По выходным папа иногда брал меня с собой на прогулки. Я не помню точно, как все началось, не помню, чтобы он специально приглашал меня пройтись, и тем не менее это произошло и превратилось в привычку: мы выходили из дома и гуляли по три-четыре часа кряду, а пока нас не было, моя мама спускалась вниз в своей розовой ночной рубашке и обследовала руины и развалины, которые когда-то были ее домом.
В начале прогулки мы всегда шли очень быстро, неизменно направляясь в одну и ту же сторону – к холмам, которые высились за последними на нашей улице домами, – и обычно успевали основательно запыхаться еще до того, как кто-то из нас успевал отыскать повод для разговора. Вернувшись, мы видели следы предпринятой мамой вылазки: ее деятельная энергия, к тому времени еще не иссякнувшая окончательно, требовала выхода, материализуясь в замерших на блюдцах чашках (помню, мне очень нравилась их удивительно гармоничная форма), в стопках сверкающих тарелок и уложенных обратно в ящики буфета столовых приборах.

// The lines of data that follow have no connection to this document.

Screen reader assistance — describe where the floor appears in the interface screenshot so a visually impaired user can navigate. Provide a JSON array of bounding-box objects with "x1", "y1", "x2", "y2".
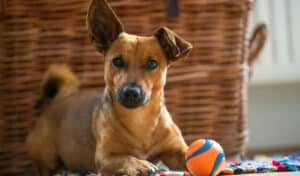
[{"x1": 240, "y1": 172, "x2": 300, "y2": 175}]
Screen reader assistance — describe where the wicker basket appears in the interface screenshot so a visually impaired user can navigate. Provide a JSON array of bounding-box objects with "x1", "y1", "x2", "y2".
[{"x1": 0, "y1": 0, "x2": 266, "y2": 175}]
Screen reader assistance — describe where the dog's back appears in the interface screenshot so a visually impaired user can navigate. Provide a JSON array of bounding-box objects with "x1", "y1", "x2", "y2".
[{"x1": 26, "y1": 65, "x2": 100, "y2": 173}]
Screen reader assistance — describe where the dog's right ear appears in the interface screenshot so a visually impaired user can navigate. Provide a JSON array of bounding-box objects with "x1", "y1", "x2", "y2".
[{"x1": 87, "y1": 0, "x2": 124, "y2": 52}]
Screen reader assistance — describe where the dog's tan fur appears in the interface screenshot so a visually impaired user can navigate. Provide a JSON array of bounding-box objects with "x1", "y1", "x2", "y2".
[{"x1": 26, "y1": 0, "x2": 192, "y2": 175}]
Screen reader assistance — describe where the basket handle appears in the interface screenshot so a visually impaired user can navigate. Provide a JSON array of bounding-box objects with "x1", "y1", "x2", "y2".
[{"x1": 248, "y1": 23, "x2": 267, "y2": 67}]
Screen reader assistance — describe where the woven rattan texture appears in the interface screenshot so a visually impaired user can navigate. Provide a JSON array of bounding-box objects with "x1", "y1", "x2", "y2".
[{"x1": 0, "y1": 0, "x2": 254, "y2": 174}]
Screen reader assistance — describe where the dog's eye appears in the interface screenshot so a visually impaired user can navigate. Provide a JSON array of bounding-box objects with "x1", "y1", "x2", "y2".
[
  {"x1": 144, "y1": 59, "x2": 158, "y2": 71},
  {"x1": 112, "y1": 56, "x2": 125, "y2": 68}
]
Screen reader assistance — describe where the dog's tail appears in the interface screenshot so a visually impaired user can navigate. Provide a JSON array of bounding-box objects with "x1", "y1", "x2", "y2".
[{"x1": 35, "y1": 64, "x2": 80, "y2": 109}]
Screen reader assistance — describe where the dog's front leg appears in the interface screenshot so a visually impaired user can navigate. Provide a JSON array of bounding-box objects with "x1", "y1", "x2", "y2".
[
  {"x1": 97, "y1": 155, "x2": 158, "y2": 176},
  {"x1": 159, "y1": 147, "x2": 187, "y2": 170},
  {"x1": 155, "y1": 122, "x2": 188, "y2": 170}
]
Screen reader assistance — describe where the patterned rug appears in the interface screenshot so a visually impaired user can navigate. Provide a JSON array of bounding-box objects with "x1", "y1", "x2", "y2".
[{"x1": 54, "y1": 152, "x2": 300, "y2": 176}]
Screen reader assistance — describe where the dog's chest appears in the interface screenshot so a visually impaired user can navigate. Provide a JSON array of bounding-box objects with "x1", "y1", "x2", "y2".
[
  {"x1": 131, "y1": 124, "x2": 155, "y2": 152},
  {"x1": 128, "y1": 116, "x2": 158, "y2": 158}
]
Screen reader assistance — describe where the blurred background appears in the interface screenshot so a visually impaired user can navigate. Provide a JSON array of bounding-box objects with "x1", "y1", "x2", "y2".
[{"x1": 248, "y1": 0, "x2": 300, "y2": 152}]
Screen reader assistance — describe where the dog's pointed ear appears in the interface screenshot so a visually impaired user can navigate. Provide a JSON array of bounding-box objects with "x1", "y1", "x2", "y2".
[
  {"x1": 87, "y1": 0, "x2": 124, "y2": 52},
  {"x1": 154, "y1": 27, "x2": 192, "y2": 62}
]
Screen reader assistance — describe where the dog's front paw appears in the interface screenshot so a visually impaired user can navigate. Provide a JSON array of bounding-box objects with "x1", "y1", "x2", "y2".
[{"x1": 114, "y1": 159, "x2": 158, "y2": 176}]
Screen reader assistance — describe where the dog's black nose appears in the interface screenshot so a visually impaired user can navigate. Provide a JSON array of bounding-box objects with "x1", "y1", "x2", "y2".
[
  {"x1": 118, "y1": 83, "x2": 145, "y2": 108},
  {"x1": 123, "y1": 85, "x2": 141, "y2": 101}
]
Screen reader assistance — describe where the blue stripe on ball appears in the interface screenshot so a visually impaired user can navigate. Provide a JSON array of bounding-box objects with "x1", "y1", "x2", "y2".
[
  {"x1": 209, "y1": 152, "x2": 225, "y2": 176},
  {"x1": 185, "y1": 138, "x2": 212, "y2": 163}
]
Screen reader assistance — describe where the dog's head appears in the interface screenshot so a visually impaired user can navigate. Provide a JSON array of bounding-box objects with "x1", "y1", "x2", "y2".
[{"x1": 87, "y1": 0, "x2": 192, "y2": 109}]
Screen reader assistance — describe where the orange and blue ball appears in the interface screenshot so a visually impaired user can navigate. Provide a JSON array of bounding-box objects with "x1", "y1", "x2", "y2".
[{"x1": 185, "y1": 139, "x2": 225, "y2": 176}]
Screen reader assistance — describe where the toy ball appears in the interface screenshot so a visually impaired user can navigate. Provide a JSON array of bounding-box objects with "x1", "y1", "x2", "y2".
[{"x1": 185, "y1": 139, "x2": 225, "y2": 176}]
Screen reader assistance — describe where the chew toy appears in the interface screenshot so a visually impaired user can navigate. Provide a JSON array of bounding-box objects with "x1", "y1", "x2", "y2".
[{"x1": 185, "y1": 139, "x2": 225, "y2": 176}]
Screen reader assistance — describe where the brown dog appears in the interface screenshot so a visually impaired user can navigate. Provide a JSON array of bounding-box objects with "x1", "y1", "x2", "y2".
[{"x1": 26, "y1": 0, "x2": 192, "y2": 175}]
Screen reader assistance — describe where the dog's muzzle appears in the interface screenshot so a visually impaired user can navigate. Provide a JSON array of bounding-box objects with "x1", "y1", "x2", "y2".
[{"x1": 117, "y1": 83, "x2": 148, "y2": 109}]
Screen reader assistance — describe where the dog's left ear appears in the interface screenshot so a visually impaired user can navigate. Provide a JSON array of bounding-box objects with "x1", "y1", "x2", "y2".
[
  {"x1": 87, "y1": 0, "x2": 124, "y2": 52},
  {"x1": 154, "y1": 27, "x2": 192, "y2": 62}
]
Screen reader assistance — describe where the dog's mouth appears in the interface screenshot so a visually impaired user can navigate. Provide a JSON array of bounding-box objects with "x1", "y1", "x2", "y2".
[{"x1": 116, "y1": 84, "x2": 150, "y2": 109}]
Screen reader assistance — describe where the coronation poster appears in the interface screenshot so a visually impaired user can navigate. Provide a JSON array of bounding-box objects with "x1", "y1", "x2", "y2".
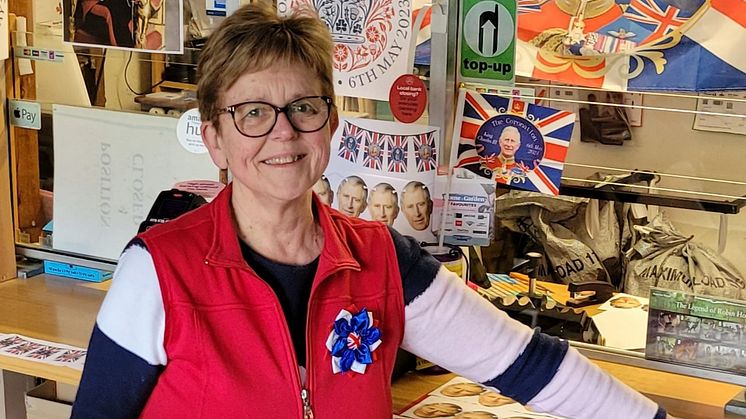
[{"x1": 278, "y1": 0, "x2": 413, "y2": 100}]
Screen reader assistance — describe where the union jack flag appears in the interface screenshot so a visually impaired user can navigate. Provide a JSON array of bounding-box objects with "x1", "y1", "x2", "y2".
[
  {"x1": 55, "y1": 349, "x2": 87, "y2": 363},
  {"x1": 626, "y1": 0, "x2": 688, "y2": 43},
  {"x1": 414, "y1": 131, "x2": 437, "y2": 172},
  {"x1": 518, "y1": 0, "x2": 548, "y2": 14},
  {"x1": 454, "y1": 90, "x2": 574, "y2": 196},
  {"x1": 363, "y1": 131, "x2": 384, "y2": 170},
  {"x1": 386, "y1": 134, "x2": 408, "y2": 173},
  {"x1": 27, "y1": 346, "x2": 58, "y2": 360},
  {"x1": 337, "y1": 121, "x2": 364, "y2": 163},
  {"x1": 516, "y1": 1, "x2": 745, "y2": 91},
  {"x1": 0, "y1": 336, "x2": 24, "y2": 348}
]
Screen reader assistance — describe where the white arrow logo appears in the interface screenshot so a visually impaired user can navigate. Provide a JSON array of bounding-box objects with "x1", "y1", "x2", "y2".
[
  {"x1": 478, "y1": 5, "x2": 499, "y2": 55},
  {"x1": 463, "y1": 1, "x2": 514, "y2": 58}
]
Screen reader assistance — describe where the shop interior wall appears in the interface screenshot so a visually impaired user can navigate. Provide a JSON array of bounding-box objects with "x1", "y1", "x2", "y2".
[
  {"x1": 103, "y1": 51, "x2": 149, "y2": 112},
  {"x1": 564, "y1": 93, "x2": 746, "y2": 275}
]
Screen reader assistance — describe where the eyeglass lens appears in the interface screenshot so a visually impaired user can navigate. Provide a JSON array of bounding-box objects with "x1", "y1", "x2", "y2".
[{"x1": 232, "y1": 96, "x2": 330, "y2": 137}]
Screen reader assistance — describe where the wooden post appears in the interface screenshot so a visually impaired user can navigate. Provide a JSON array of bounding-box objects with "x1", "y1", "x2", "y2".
[
  {"x1": 7, "y1": 2, "x2": 42, "y2": 244},
  {"x1": 0, "y1": 68, "x2": 15, "y2": 282}
]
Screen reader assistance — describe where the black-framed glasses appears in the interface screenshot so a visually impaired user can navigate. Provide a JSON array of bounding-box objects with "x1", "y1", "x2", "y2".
[{"x1": 219, "y1": 96, "x2": 333, "y2": 138}]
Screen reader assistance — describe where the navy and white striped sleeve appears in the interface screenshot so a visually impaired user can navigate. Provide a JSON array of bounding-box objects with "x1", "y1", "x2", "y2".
[
  {"x1": 389, "y1": 228, "x2": 666, "y2": 419},
  {"x1": 72, "y1": 240, "x2": 166, "y2": 419}
]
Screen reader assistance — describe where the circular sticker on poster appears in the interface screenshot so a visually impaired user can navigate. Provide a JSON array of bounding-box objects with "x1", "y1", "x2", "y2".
[
  {"x1": 475, "y1": 115, "x2": 544, "y2": 184},
  {"x1": 176, "y1": 108, "x2": 207, "y2": 154},
  {"x1": 389, "y1": 74, "x2": 428, "y2": 123}
]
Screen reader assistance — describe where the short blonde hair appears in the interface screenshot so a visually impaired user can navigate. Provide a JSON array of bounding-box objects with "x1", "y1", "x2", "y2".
[{"x1": 197, "y1": 1, "x2": 335, "y2": 127}]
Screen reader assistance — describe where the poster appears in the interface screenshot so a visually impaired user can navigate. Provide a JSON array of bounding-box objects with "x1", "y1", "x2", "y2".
[
  {"x1": 0, "y1": 0, "x2": 8, "y2": 60},
  {"x1": 320, "y1": 118, "x2": 438, "y2": 243},
  {"x1": 433, "y1": 177, "x2": 495, "y2": 246},
  {"x1": 459, "y1": 0, "x2": 517, "y2": 84},
  {"x1": 694, "y1": 91, "x2": 746, "y2": 136},
  {"x1": 515, "y1": 0, "x2": 746, "y2": 92},
  {"x1": 53, "y1": 105, "x2": 219, "y2": 260},
  {"x1": 452, "y1": 89, "x2": 574, "y2": 195},
  {"x1": 277, "y1": 0, "x2": 413, "y2": 101},
  {"x1": 63, "y1": 0, "x2": 184, "y2": 53},
  {"x1": 646, "y1": 288, "x2": 746, "y2": 375}
]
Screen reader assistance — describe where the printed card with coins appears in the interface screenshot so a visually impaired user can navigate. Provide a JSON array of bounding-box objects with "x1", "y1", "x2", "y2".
[
  {"x1": 646, "y1": 288, "x2": 746, "y2": 375},
  {"x1": 398, "y1": 376, "x2": 566, "y2": 418}
]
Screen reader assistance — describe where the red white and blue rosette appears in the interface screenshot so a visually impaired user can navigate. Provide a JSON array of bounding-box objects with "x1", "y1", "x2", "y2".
[{"x1": 325, "y1": 307, "x2": 382, "y2": 374}]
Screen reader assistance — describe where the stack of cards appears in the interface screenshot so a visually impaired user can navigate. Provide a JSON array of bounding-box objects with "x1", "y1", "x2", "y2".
[
  {"x1": 592, "y1": 293, "x2": 650, "y2": 350},
  {"x1": 0, "y1": 333, "x2": 87, "y2": 369},
  {"x1": 398, "y1": 376, "x2": 566, "y2": 418}
]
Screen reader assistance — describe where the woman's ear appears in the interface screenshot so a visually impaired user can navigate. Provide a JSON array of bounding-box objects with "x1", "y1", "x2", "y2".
[
  {"x1": 201, "y1": 120, "x2": 229, "y2": 170},
  {"x1": 329, "y1": 108, "x2": 340, "y2": 134}
]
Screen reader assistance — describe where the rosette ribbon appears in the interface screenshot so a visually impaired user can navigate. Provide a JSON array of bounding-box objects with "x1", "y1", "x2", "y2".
[{"x1": 325, "y1": 307, "x2": 382, "y2": 374}]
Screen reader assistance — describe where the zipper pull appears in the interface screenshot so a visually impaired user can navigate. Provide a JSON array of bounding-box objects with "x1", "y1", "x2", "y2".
[{"x1": 301, "y1": 388, "x2": 314, "y2": 419}]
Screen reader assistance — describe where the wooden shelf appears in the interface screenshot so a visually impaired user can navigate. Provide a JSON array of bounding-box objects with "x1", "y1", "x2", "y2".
[
  {"x1": 0, "y1": 274, "x2": 108, "y2": 384},
  {"x1": 158, "y1": 80, "x2": 197, "y2": 91}
]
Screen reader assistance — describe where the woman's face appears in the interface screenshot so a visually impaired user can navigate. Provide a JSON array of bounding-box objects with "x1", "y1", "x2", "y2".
[{"x1": 202, "y1": 63, "x2": 337, "y2": 206}]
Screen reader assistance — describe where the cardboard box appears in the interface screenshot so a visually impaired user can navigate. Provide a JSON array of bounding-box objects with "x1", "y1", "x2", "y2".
[{"x1": 25, "y1": 381, "x2": 72, "y2": 419}]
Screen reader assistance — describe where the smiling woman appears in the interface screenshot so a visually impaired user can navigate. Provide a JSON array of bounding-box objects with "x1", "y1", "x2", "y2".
[{"x1": 71, "y1": 3, "x2": 675, "y2": 419}]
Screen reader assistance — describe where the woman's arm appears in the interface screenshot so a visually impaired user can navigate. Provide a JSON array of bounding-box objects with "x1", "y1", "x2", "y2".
[
  {"x1": 72, "y1": 241, "x2": 166, "y2": 418},
  {"x1": 389, "y1": 228, "x2": 667, "y2": 419}
]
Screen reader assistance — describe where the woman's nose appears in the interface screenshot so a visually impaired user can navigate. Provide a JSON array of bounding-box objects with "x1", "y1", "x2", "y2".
[{"x1": 268, "y1": 112, "x2": 297, "y2": 141}]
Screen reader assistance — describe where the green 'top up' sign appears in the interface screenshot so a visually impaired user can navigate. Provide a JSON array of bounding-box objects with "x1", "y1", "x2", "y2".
[{"x1": 459, "y1": 0, "x2": 517, "y2": 85}]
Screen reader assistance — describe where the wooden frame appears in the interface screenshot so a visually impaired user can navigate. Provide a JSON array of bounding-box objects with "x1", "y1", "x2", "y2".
[
  {"x1": 6, "y1": 3, "x2": 41, "y2": 246},
  {"x1": 1, "y1": 69, "x2": 14, "y2": 281},
  {"x1": 2, "y1": 3, "x2": 40, "y2": 280}
]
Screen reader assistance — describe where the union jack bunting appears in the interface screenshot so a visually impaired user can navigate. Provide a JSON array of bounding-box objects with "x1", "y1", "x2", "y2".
[
  {"x1": 337, "y1": 121, "x2": 364, "y2": 163},
  {"x1": 363, "y1": 131, "x2": 385, "y2": 170},
  {"x1": 414, "y1": 131, "x2": 437, "y2": 172},
  {"x1": 386, "y1": 134, "x2": 408, "y2": 173},
  {"x1": 453, "y1": 90, "x2": 574, "y2": 196}
]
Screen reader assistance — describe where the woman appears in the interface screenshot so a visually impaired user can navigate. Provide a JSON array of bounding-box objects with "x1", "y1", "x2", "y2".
[{"x1": 72, "y1": 3, "x2": 673, "y2": 419}]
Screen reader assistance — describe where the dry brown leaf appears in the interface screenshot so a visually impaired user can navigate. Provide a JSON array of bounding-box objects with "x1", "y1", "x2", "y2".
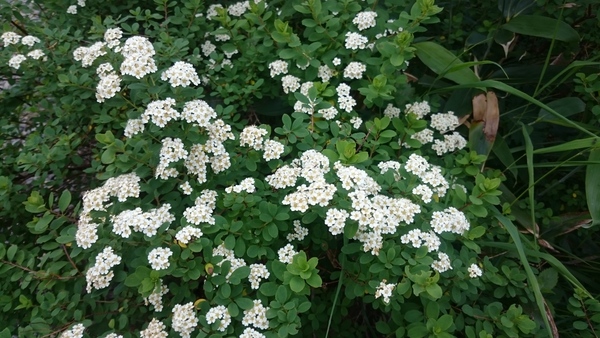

Мама не сознавала, должно быть, что понемногу сходит с ума и что твердость, с которой она когда-то управляла нашим маленьким хозяйством, приобретает мелочно-маниакальный характер. Она возвращала вещи на положенные места с такими упорством и настойчивостью, что казалось, будто необходимость ставить каждую чашку на блюдце является последним отчаянным средством, помогающим ей сохранить рассудок. На самом же деле это свидетельствовало только о том, что мама основательно повредилась в уме. Каждые выходные эта женщина мела лестницу с таким лихорадочным пылом, с таким безжалостным стремлением во что бы то ни стало поддерживать порядок, что можно было подумать, будто на протяжении всей недели мусор повседневности, понемногу скапливаясь в гостиной ее разума, понемногу заполнял собой все свободное пространство, где могли бы обитать мысли, и в конце концов вынуждал ее покидать свою спальню и спускаться вниз, чтобы одним титаническим усилием очистить голову от всего ненужного. Мама стирала одежду и белье, а потом гладила – гладила очень умело, почти гениально, выводя безупречно прямые стрелки и складки, аккуратнейшим образом складывая отцовские обтрепанные, покрытые мазками краски рубашки, словно в понедельник ему предстояло идти в них на службу. Раковину – особенно проблемное место вокруг отверстия слива – она драила до тех пор, пока полноватые пальцы на ее левой руке не становились розово-красными и не распухали до такой степени, что золотое обручальное кольцо буквально впивалось в плоть. Мама гладила даже трусы и носки, складывала и убирала в шкафы, а потом вооружалась щеткой, чтобы бесконечно гонять воображаемые кучи пыли и мусора по всем коридорам и комнатам, за исключением мастерской. Когда в окна тихо вползали сумерки, дом превращался в свободное от пыли царство порядка, и мама, усталая, но довольная, снова поднималась в свою спальню, полностью очистив свой разум от хаоса настоящего. Там она садилась на край кровати и, глядя в окно на далекие холмы, понемногу погружалась в сладостные мечты о прошлом.